Ma ecco i quesiti su cui tra qualche settimana si cominceranno a raccogliere le firme: responsabilità civile dei Giudici; separazione delle carriere dei magistrati sulla base della distinzione tra funzioni giudicanti e requirenti; custodia cautelare; abrogazione del testo unico in materia di incandidabilità e di divieto di ricoprire cariche elettive e di Governo (legge Severino); Consiglio Superiore della Magistratura abolizione raccolta firme Lista magistrati; voto per i membri non togati dei Consigli Giudiziari.
Forze politiche come il Partito Democratico o il Movimento 5 Stelle non vedono di buon occhio l’iniziativa referendaria: è il Parlamento, dicono, che deve varare le necessarie e urgenti riforme che l’Unione Europea esige. Riforme – come il pacchetto predisposto dal ministro della Giustizia Marta Cartabia – che proprio pungolate dai referendum, potrebbero beneficiare di una corsia preferenziale ed essere approvate nel corso dell’attuale legislatura. Che si tratti di riforme urgenti lo si desume da un ‘piccolo’ fatto.
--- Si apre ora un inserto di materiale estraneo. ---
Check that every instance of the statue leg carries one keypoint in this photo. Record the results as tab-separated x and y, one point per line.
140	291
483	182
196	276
Comprensibile il disappunto del capo della procura di Verbania Olimpia Bossi che si vede smontato, in modo clamoroso, l’impianto accusatorio dal Giudice per le indagini preliminari Donatella Banci Bonamici. E’ pesantissimo giudizio sostenere che il fermo dei tre indagati per la strage «è stato eseguito al di fuori dei casi previsti dalla legge e non può essere convalidato». Se si deve dar credito a quanto riferisce ‘La Stampa’, sempre la procuratrice Bossi commenta: con il GIP Buonamici «prendevamo insieme il caffè, per un po’ lo berrò da sola». Non si rende conto di fornire così un ulteriore argomento a favore della separazione delle carriere: per anche ‘solo’ una questione di forme quel caffè Bossi e Buonamici non lo avrebbero dovuto prendere mai; né loro, né nessun pubblico ministero e Gip: per ragioni che non c’è bisogno di spiegare. Proprio quel ‘caffè’ conferma la necessità e l’urgenza di separare le carriere del Pubblico Ministero da quelle del Giudice.